Here is our discussion topic for this period.

I want us to return once again to our previous discussions on the potential contribution of our African Techno-professionals to Africa’s transformation and to call upon this group to take our place as effective leaders where ever we are and at every turn. There is a critical mass of Techno-professionals in most African countries and our time is now.

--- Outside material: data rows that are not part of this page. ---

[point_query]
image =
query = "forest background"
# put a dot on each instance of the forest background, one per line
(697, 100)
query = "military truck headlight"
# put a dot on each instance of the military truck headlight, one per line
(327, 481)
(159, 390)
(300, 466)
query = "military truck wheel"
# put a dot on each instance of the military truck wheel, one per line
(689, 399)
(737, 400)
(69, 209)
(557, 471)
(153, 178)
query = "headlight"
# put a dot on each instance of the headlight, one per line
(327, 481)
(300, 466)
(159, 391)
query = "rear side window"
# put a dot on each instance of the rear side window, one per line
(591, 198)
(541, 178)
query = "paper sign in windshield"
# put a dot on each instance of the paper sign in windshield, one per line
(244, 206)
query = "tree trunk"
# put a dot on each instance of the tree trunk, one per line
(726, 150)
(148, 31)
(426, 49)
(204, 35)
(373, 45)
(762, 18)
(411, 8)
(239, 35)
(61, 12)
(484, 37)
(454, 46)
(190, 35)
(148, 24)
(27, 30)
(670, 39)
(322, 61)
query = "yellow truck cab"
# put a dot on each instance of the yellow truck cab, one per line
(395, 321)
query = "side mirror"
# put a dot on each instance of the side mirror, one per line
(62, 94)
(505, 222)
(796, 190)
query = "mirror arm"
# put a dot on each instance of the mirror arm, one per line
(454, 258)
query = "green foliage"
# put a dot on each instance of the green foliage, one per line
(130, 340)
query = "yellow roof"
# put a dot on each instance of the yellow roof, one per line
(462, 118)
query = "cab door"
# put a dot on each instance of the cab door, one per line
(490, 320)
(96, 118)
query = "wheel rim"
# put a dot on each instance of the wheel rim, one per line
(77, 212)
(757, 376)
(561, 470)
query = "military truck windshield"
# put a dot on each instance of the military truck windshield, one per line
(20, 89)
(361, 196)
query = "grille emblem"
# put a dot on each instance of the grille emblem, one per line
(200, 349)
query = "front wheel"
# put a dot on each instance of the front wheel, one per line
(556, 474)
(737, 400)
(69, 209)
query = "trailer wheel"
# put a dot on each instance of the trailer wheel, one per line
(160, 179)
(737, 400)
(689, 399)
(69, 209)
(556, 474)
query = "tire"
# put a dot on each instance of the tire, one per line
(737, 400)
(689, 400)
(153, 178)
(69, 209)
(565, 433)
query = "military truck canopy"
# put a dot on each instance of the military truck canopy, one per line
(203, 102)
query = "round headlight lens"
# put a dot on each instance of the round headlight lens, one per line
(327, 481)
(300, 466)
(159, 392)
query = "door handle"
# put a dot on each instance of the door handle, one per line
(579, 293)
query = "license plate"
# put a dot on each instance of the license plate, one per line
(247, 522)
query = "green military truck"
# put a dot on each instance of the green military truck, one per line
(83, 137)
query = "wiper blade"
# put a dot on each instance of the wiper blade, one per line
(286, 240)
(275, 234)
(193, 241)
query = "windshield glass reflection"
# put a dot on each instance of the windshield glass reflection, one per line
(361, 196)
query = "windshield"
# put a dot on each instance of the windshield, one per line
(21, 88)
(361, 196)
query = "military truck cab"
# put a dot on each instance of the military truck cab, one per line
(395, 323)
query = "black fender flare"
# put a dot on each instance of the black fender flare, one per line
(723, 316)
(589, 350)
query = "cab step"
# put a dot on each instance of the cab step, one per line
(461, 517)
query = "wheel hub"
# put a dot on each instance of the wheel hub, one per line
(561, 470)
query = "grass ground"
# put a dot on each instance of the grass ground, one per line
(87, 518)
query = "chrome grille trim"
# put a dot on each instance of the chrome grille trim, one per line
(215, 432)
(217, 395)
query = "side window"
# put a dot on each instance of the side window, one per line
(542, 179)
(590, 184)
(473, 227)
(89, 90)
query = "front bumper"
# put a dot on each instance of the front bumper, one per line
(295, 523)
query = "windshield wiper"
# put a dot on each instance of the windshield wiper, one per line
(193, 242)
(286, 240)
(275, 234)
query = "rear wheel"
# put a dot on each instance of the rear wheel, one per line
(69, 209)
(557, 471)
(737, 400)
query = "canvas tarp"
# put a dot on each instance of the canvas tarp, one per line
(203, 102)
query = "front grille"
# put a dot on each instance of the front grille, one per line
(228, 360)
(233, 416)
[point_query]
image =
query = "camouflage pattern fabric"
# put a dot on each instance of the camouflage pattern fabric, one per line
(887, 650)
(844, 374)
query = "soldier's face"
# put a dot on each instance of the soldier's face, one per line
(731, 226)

This is inspired by two events that are taking place in East Africa right now. Along with my ACHEST colleagues, we attended the first event on 22 February, 2018 in Kampala. This was a Joint East African Community (EAC) Heads of State Retreat where host President Y K Museveni of Uganda complained that the conference hall was too hot and apologized to his colleagues. He wondered what the engineers and technicians were doing if they are not able to keep the room comfortably cool. He also wondered what his protocol officers were doing; always walking up and down, looking busy without results. President Uhuru Kenyatta of Kenya followed by complaining about bureaucrats in his country who delay the approval and implementation of investment plans for up to two years. These engineers who could not keep the meeting room cool, the protocol officers and the Kenyan bureaucrats are all our Techno-professionals in whom we have placed great hope for the future. We will come back to discuss how to support this group at a later date.

The second event takes place this week 19 -20 April, 2018 when ACHEST will work with other Experts from EAC member states of Burundi, Kenya, Rwanda, South Sudan, Uganda and Tanzania. The Techno-professionals will meet at the EAC Secretariat in Arusha, Tanzania with a very important brief to develop an Implementation Framework for the resolutions of the Heads of State Retreat in February, 2018.

The Heads of State Retreat theme was “Deepening and Widening Regional Integration through Infrastructure and Health Sector Development in the EAC Partner States”. With regard to health, the retreat sought to build consensus on regional health sector investment priorities for the attainment of Universal Health Coverage and the SDGs; showcase major health sector investments and opportunities in the region; mobilize new investments for the identified health sector priorities; and revitalize regional partnerships and linkages for improved health outcomes in the EAC. Non health sectors focus was on quicker delivery of priority projects in railways, ports, roads, inland waterways, energy and civil aviation sectors. All this effort, including the Heads of State retreat, is about transformation towards Strategic Purchasing by applying evidence-based approaches in defining investment priorities for this African region with a total population of over 200 million people. This should result in improved health system performance and making quicker progress towards universal health coverage for better and equitable health outcomes.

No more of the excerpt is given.